Because x86 uses a Small End-end addressing method, the above data section is messy. Convert the content in the above _ ex_table into what we usually see:
8048578 80484ac 8048530 80484b0 80484b2 .... 0 ........... (1 ). long 0b, 3B corresponds to 80484ac 8048530, where 80484ac corresponds to the command. in text, the repz movsl % DS :( % Esi), % es :( % EDI), and The 8048530 command is. lea 0x0 (% eax, % ECx, 4), % ECx in fixup.
(2 ). long 1B and 2B correspond to 80484b0 80484b2, where 80484b0 corresponds to the command. in text, the repz movsb % DS :( % Esi), % es :( % EDI), and The 80484b2 command is. moV % ECx, % eax in text.

Contact Us

The content source of this page is from Internet, which doesn't represent Alibaba Cloud's opinion; products and services mentioned on that page don't have any relationship with Alibaba Cloud. If the content of the page makes you feel confusing, please write us an email, we will handle the problem within 5 days after receiving your email.

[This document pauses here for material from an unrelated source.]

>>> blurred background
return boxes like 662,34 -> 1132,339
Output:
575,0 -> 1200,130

If you find any instances of plagiarism from the community, please send an email to: info-contact@alibabacloud.com and provide relevant evidence. A staff member will contact you within 5 working days.

A Free Trial That Lets You Build Big!

Start building with 50+ products and up to 12 months usage for Elastic Compute Service

  • Sales Support

    1 on 1 presale consultation

  • After-Sales Support

    24/7 Technical Support 6 Free Tickets per Quarter Faster Response

  • Alibaba Cloud offers highly flexible support services tailored to meet your exact needs.